What Florida Looks Like
It could be conceded that today we have the value of educating everybody in the Bible and every person having their own relationship with Jesus. But we still have an implicit, normalized bell curve of discipleship, and we still have the same process for everyone. Schooling was designed with the explicit goal of creating uniform widgets out of people. Our philosophy or paradigm of standardized discipleship pathways has not grown beyond that. Our resulting widget is not a disciple in the rabbinical sense. Rather, a disciple is still defined by their education, just as it was in the Age of Enlightenment.
Our Industrial Revolution-inspired process of mass producing widget-disciples defines the current form of church. Churches are often designed and laid out the exact same way as a school, with a teacher up front with everybody sitting in their own happy, little, uniform rows. It is a layout intentionally designed to control behavior and create conformity. And it is how many churches have envisioned making disciples.
"Our Industrial Revolution-inspired process of mass producing widget-disciples defines the current form of church." ~ Jessie Cruickshank Click To TweetOver the last 30 years, things have gotten a little better. We have become more creative and developed different paths and methods of discipleship. But we still hang onto the implicit goal of the uniform widget-disciple. We still do not see the individual God has been pursuing their whole life. We still do not see every person as being ‘called’, and our discipleship methods have not yet embraced the biblical mandate for everyone to be a disciplemaker. We haven’t gotten there yet, but hopefully we can look back at our wrong turns and find our way from Florida and back to New York.
Finding New York
I believe that Jesus Simplified Discipleship for us.

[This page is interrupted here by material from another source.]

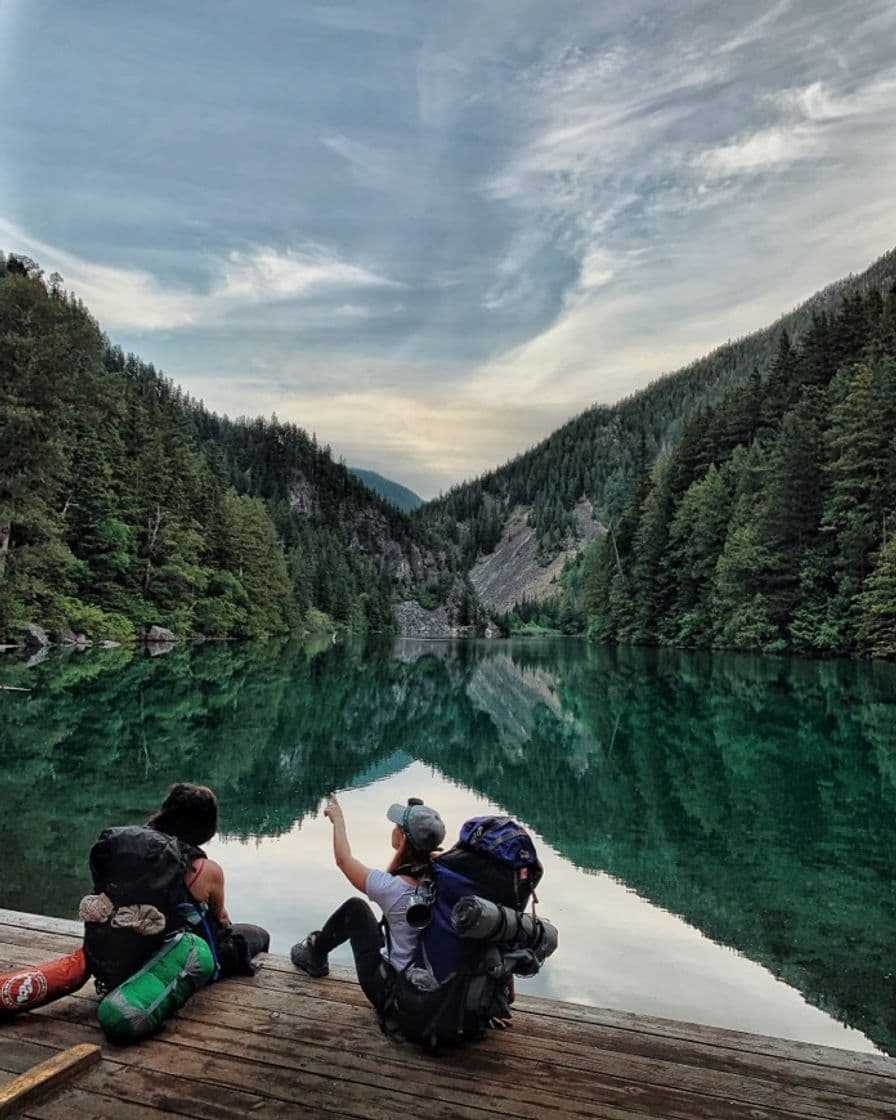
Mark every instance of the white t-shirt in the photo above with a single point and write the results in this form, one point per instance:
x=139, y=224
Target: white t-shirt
x=392, y=894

I have experienced the success that is possible in developing disciplemakers when we regain the original design of ordinary people, disciplemaking in community, through apprenticeship, for the purpose of increasing our union with God in every area of life. There are communities of believers that embrace this ancient method. Our neurobiology is designed to help us be successful in it. What lies before us is the repentance necessary to recognize where we are, turn around, and make our way back to what Jesus originally left in hands. It will require letting go off all the noise we have added. But perhaps a simpler, more instinctual way of embracing our call is exactly what Holy Spirit is leading us to in the era.